The myelin-derived neurite growth inhibitor Nogo has been proposed to play a major role in blocking axon regeneration in the CNS after injuries. However, past studies have produced mixed results regarding the regenerative phenotype of various Nogo-deficient mouse lines after experimental spinal cord injury. Two lines did not display enhanced corticospinal tract (CST) regeneration, and one displayed modest regeneration. A fourth line, a Nogo-A,B gene-trap mutant, was instead reported to exhibit extensive CST regeneration, but the results were later found to be inadvertently confounded with an axon labeling artifact. Of the four Nogo mutant lines studied so far, three continue to express some isoform(s) of Nogo, leaving open the question whether any remaining Nogo protein contributes to the modest regenerative phenotype reported in some. The remaining Nogo mutant line studied was confounded by the unexplained rescue of embryonic lethality associated with this mutation. To gain a better understanding of the contribution of Nogo as an inhibitor of regeneration of CNS axons, and particularly CST axons, we reanalyzed the Nogo-A,B gene-trap mutant line and analyzed a novel, fully viable Nogo deletion mutant line that is null for all known isoforms of Nogo. Our analyses failed to reveal any enhanced CST regeneration after experimental spinal cord injury in either line. These results indicate that Nogo alone does not account for lack of CST regeneration and have implications for current therapeutic development for spinal cord injury in humans by targeting Nogo.

Figure 1.

Analysis of Nogo-A,B gene-trap mutant mice for CST regeneration and locomotor recovery. A, B, Representative sagittal spinal cord sections showing the labeled main CST tract approaching but not passing through the injury site (arrow). Rostral is to the left. Het, Heterozygous; KO, knock-out (mutant). Scale bar, 500 μm. C, Quantification of CST axons along the rostrocaudal axis on sagittal sections did not reveal any significant differences between the two genotypes. D, Locomotor recovery as assessed by a modified BBB open-field score did not show any significant differences between the two genotypes.

Figure 2.

Generation and molecular characterization of the Nogo deletion mutant. A, The strategy to obtain the Nogo deletion allele via two consecutive gene targeting steps followed by Cre-mediated excision. A, B, C above the exons (black bars) refer to Nogo isoforms.

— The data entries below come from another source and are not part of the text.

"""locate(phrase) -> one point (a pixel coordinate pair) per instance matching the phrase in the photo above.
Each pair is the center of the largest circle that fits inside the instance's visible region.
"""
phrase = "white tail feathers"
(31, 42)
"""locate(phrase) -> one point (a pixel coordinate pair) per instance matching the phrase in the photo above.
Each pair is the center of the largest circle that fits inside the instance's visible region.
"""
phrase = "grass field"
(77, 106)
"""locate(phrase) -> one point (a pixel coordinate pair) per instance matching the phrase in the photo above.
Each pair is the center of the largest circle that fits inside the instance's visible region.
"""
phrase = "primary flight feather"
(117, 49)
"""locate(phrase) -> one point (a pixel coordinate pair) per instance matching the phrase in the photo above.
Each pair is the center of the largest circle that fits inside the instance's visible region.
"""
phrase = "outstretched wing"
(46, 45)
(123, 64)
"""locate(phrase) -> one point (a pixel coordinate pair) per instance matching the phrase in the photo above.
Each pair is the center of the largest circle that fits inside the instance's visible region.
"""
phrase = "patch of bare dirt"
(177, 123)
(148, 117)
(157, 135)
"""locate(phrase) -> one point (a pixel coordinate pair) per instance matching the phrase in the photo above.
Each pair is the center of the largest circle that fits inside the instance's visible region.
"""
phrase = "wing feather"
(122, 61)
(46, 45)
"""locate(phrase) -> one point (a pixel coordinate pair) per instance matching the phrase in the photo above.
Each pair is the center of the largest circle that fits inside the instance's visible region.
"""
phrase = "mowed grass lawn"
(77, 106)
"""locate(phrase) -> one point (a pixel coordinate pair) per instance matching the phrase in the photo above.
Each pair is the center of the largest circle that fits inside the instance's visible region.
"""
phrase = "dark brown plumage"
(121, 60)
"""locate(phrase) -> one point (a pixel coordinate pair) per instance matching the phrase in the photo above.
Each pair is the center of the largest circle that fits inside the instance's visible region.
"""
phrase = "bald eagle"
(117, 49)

Dotted lines, Splicing pattern for the Nogo-C transcript; Neo, neomycin resistance gene; Hprt, hypoxanthine phosphoribosyltransferase gene; IRES, internal ribosomal entry site; GFPLacZ, green fluorescent protein and β-galactosidase fusion gene; small arrows, primers used to analyze the Nogo-C transcript by RT-PCR. Two Frt sites flanking Hprt are omitted for simplicity. B, Northern blot with a C-terminal common probe. Nogo-A,B,C transcripts run at 4.7, 2.6, and 1.7 kb, respectively. Arrowheads indicate a slightly shorter, mutated form of Nogo-C transcript. WT, Wild type. C, RT-PCR to confirm the absence of Nogo-C transcript in the Nogo deletion mutant. D, Western blot analysis on Nogo-A, NgR1, MAG, and OMgp in Nogo-A,B gene-trap and Nogo deletion mutants. α-tub, α-Tubulin.

Figure 3.

Analysis of Nogo deletion mutant mice for CST regeneration. A, B, Representative sagittal spinal cord sections showing the labeled main CST tract approaching but not passing through the injury site (arrow). ND, Nogo deletion; WT, wild type; KO, knock-out. Rostral is to the left. Scale bar, 500 μm. C, Quantification of CST axons caudal to the injury site did not indicate any significant differences between the two genotypes, but wild-type mice showed significantly more axons at two distance points rostral to the injury site. *p < 0.05 two-way repeated measures ANOVA with Bonferroni's post hoc test.